Sunday, April 03, 2011

Things They Should Study: income range for which additional tax credits would actually make a difference

All this election talk of tax credits makes me wonder how many people they're actually useful for.

People at the low end of the income scale hardly pay any tax anyway, and most of what they do pay gets refunded, so they wouldn't achieve any additional savings with additional tax credits.

But the more money you have, the more the savings from a tax credit become negligible. For example, I currently don't feel the tax credit I get for my TTC Metropass. If it disappeared, I wouldn't notice. However, I still feel my RRSPs. Someone who makes ten times what I make might not feel their RRSPs either.

Tax credits whose goal is to modify behaviour (fitness, home renovation) tend to apply for things that require a certain amount of disposable income. If your budget is so tight that you just can't find room for a kickboxing class or a new kitchen, you aren't going to be able to benefit from these.

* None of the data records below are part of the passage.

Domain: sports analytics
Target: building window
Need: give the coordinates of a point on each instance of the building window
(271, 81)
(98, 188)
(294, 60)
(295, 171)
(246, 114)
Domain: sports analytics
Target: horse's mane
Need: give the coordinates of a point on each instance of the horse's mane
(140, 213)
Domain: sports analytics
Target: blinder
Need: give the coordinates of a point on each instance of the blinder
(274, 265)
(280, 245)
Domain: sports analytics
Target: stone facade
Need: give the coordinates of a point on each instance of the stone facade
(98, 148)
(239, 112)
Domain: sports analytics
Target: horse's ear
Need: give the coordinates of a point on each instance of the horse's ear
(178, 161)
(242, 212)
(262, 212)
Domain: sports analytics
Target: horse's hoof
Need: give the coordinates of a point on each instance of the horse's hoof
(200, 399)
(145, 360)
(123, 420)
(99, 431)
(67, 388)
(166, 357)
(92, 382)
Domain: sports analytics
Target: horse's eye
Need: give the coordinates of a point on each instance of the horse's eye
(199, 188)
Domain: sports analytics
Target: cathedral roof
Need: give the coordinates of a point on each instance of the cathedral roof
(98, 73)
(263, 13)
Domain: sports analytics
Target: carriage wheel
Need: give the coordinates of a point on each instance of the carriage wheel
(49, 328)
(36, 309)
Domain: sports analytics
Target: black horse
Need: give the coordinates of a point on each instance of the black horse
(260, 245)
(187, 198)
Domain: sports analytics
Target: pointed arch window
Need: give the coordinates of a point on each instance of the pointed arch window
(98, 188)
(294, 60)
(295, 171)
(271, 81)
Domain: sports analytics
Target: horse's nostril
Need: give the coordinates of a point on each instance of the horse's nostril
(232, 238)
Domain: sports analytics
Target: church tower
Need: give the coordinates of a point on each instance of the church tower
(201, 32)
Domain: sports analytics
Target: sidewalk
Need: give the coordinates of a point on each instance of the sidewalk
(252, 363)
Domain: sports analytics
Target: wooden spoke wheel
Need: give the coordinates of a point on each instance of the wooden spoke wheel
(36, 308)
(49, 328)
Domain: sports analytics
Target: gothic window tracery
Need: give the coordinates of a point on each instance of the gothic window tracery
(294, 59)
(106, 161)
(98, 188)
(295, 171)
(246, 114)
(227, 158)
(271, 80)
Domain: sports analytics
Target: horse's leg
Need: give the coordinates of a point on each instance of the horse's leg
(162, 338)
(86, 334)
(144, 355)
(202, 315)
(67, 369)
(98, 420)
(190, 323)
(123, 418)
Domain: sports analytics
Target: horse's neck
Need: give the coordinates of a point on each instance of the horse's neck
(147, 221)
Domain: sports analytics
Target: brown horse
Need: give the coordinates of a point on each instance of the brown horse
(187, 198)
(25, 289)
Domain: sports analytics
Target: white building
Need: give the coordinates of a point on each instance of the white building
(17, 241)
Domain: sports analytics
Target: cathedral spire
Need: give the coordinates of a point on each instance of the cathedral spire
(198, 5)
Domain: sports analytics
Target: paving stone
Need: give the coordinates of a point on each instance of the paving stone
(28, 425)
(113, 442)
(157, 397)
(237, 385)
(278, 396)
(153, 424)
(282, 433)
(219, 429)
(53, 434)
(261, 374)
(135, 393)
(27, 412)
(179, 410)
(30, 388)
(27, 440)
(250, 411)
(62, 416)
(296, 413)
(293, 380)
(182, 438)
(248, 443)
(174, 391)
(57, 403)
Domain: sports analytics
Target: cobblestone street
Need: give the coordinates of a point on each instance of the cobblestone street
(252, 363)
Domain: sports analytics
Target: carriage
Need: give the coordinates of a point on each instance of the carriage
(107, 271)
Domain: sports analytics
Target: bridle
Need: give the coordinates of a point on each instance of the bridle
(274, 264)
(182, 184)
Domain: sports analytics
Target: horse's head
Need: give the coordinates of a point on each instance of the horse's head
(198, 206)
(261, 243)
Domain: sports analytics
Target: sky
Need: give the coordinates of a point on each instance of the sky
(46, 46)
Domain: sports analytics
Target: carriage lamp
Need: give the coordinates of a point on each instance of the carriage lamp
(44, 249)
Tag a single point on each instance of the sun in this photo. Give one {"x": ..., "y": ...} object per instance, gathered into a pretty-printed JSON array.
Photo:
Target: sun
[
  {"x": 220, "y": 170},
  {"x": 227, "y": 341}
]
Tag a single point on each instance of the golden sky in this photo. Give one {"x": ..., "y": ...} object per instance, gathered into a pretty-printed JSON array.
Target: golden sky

And, of course, the more tax credits you already have, the less impact any additional tax credits will have. When I was in university, my tuition deduction and educational tax credits were huge (relative to my income at the time - now they'd be nothing more than a nice little bonus). But because of this, any additional credits would have been useless to me. I was already paying no taxes and getting money back, there was nothing left to deduct!

So someone should do research: for what segment of the population are tax credits useful, and for what segment are they useless? How big do they have to be? How many people have room for those kinds of expenditures in their budgets?